Nance ended up with 24 hours of college credits she’ll use toward her pursuit of a nursing degree.

“I’ve been adamant about nursing since ninth grade,” Nance said. “I want to work in a NICU, with babies.”

A ceremony marking this year’s Gateway graduates was keynoted by Kathy Smith, an English instructor at the Rankin Campus. Smith spoke on the importance of planning and setting goals.

“Nobody else in this world can make your dreams come true,” Smith said. “Your mama can’t, your daddy can’t, your boyfriend can’t, your girlfriend can’t. Are you willing to put in the planning, the time and the effort to make your dreams come true?”

You have just completed a major chapter in the book of your life that your are writing. But it’s not the end. Life is an endurance test. It’s for those who endure and put one foot in front of the other.”

Gateway began at Hinds in the 2012-13 academic term at the Rankin Campus and, this past term, expanded to the Vicksburg-Warren Campus. It functions as a Mississippi Works Partnership between Hinds and the two respective school districts.

Once directed toward the program, often by high school guidance counselors, students aged 16-20 are placed in small learning communities and take basic skills classes while dually enrolled on at Hinds.

Students entering the program must read on an eighth-grade level and pass HCC’s placement test for full participation. Classes in reading, math, college skills and other subjects are then aligned for the level at which they would have been taken in a traditional high school setting.

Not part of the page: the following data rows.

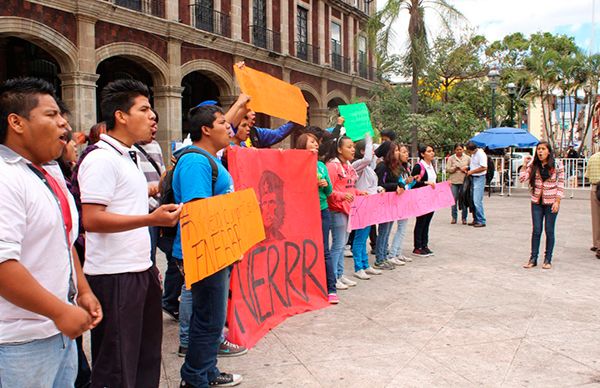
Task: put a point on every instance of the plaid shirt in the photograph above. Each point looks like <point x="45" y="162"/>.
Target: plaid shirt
<point x="550" y="189"/>
<point x="593" y="169"/>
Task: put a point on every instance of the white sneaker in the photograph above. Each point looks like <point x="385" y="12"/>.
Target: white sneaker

Gateway graduates included, front from left, Amanda Witherington, Northwest Rankin High School, 21 hours of college credits; Ashley Porter, Richland High School, 31 hours; Abbie Shanks, Richland High School, 32 hours; Savanah Kees, Florence High School, 16 hours; Chelsea Hughes, Brandon High School, 31 hours; Christina Hust, Northwest Rankin High School, 22 hours; Tiffany Rutland, Florence High School, 17 hours; Taylor Hollis, McLaurin High School, 17 hours; Logan Horton, Northwest Rankin High School, 21 hours; second row from left, Carley Huckeby, Northwest Rankin High School, 24 hours; Amber Flinta, Richland High School, 22 hours; Willesha Holloway, McLaurin High School, 41 hours; Mia Richards, Northwest Rankin High School, 26 hours; Meghan Shepherd, Florence High School, 21 hours; Ashley Edmondson, Brandon High School, 21 hours; Madison Nance, Northwest Rankin High School, 24 hours; Jacob Simpson Northwest Rankin High School, 17 hours; third row from left, Cheyanne Harper, McLaurin High School, 35 hours; Dylan Curtis, Brandon High School, 38 hours; Blake Blakeney, Brandon High School, 18 hours; Kirkland Ledbetter, Brandon High School, 13 hours; Jadland McCoy, Brandon High School, 28 hours; Jordan Young, Northwest Rankin High School, 22 hours; Sam Gabell, Brandon High School, 18 hours; not pictured, Jakavis Cavett, Brandon High School, seven hours; Deanna Thomas, Brandon High School, 20 hours; and Allyson Brennan, Brandon High School, 10 hours.